Findings of the study

Due to the lack of karyotyping data at birth for most participants, the current study could not verify whether mosaicism as a trait is present from conception/birth or develops later during routine aging. However, the study could not mosaicize participants <30 jaar identificeren en constateerde een toenemende trend van mozaïcisme-prevalentie bij deelnemers>30, suggesting that mosaicism can be acquired through aging. In total, approximately 10% of the study group showed mosaicism.

“The frequency of participants with mosaicism increased from age 40 in the ABC-DS cohort (<40 vs. 41-50: p = 0.019, Fisher's Exact test) and from age 50 in the older cohort (41-50 vs. .51 –60: p = 0.014, Fisher's Exact test)"

Plasma biomarker analyzes revealed that mosaicism participants showed lower plasma amyloid peptide concentrations (Aβ₄₀ [-11.5%] and Aβ₄₂ -[9.4%]) than their non-mosaic counterparts. This can be biologically explained by the lower APP gene number and associated expression reductions.
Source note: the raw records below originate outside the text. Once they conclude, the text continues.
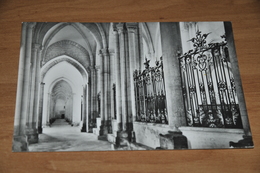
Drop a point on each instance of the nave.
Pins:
(61, 136)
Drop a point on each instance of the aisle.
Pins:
(63, 137)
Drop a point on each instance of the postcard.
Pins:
(129, 86)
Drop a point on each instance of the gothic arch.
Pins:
(69, 48)
(71, 61)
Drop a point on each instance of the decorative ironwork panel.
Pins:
(114, 99)
(150, 94)
(208, 86)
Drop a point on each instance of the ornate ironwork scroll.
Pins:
(208, 86)
(114, 99)
(150, 94)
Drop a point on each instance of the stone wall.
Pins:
(209, 138)
(148, 133)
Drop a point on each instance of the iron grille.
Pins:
(208, 85)
(150, 96)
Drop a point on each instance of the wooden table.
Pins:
(245, 16)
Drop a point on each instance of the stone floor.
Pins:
(63, 137)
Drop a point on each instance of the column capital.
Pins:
(31, 25)
(97, 67)
(111, 52)
(120, 28)
(37, 46)
(104, 52)
(132, 27)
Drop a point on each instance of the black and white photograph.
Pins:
(129, 86)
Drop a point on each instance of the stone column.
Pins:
(171, 44)
(21, 110)
(31, 131)
(121, 31)
(237, 79)
(103, 127)
(118, 82)
(94, 97)
(132, 29)
(84, 112)
(40, 109)
(140, 38)
(110, 94)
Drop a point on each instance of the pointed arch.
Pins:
(69, 60)
(69, 48)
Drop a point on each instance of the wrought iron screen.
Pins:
(208, 86)
(150, 94)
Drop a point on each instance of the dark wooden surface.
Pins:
(245, 16)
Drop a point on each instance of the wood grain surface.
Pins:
(245, 16)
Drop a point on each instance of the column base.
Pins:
(173, 140)
(247, 142)
(103, 130)
(39, 130)
(20, 144)
(102, 138)
(122, 138)
(84, 128)
(32, 135)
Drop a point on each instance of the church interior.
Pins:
(129, 86)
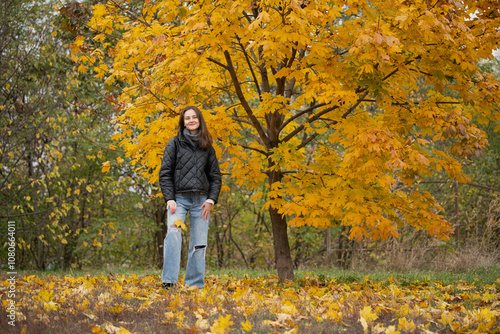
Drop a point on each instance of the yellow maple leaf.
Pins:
(407, 326)
(246, 326)
(221, 325)
(180, 224)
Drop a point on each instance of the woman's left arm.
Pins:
(213, 175)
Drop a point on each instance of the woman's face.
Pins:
(191, 121)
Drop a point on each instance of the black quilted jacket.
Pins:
(186, 168)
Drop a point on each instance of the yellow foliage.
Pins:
(327, 96)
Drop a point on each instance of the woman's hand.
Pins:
(206, 206)
(172, 206)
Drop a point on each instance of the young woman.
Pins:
(190, 181)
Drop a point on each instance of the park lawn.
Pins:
(238, 301)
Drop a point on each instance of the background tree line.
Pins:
(56, 142)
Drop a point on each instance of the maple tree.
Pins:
(331, 104)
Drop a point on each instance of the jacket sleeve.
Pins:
(213, 175)
(167, 170)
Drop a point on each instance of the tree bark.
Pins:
(282, 255)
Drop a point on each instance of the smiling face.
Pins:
(191, 121)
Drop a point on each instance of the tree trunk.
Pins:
(282, 255)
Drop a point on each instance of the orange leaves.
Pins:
(353, 106)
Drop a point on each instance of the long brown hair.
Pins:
(204, 138)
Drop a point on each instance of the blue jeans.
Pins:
(195, 269)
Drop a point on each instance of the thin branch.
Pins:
(244, 102)
(250, 67)
(309, 120)
(300, 113)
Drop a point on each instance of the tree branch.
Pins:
(244, 102)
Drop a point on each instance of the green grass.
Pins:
(482, 276)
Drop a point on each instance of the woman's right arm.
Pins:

Surprisingly, these trends were absent in cerebrospinal (CSF) biomarkers. Mosaicism was also not observed to change the rate of amyloid or tau deposition in the participants’ brains or their cognitive performance at baseline.

The study highlights that mosaicism resulted in slower cognitive decline and a significantly reduced risk of clinical dementia in DS participants. Although the underlying mechanisms remain hypothetical and require future research, this study highlights the contributions of these mechanisms APP gene products in the risk and progression of AD, calling for research that may help identify pharmacological interventions that can be extended to individuals without Down syndrome.

Conclusions

The current study sheds light on the effects of mosaicism on AD and dementia risk and progression in individuals with Down syndrome. Despite their high genetic predisposition to AD, DS patients exhibiting mosaicism showed significantly attenuated age-related cognitive decline and a reduced risk of dementia.

These findings could provide the basis for future pharmacological and metabolomic studies that could unravel anti-AD therapies for both DS patients and non-DS individuals.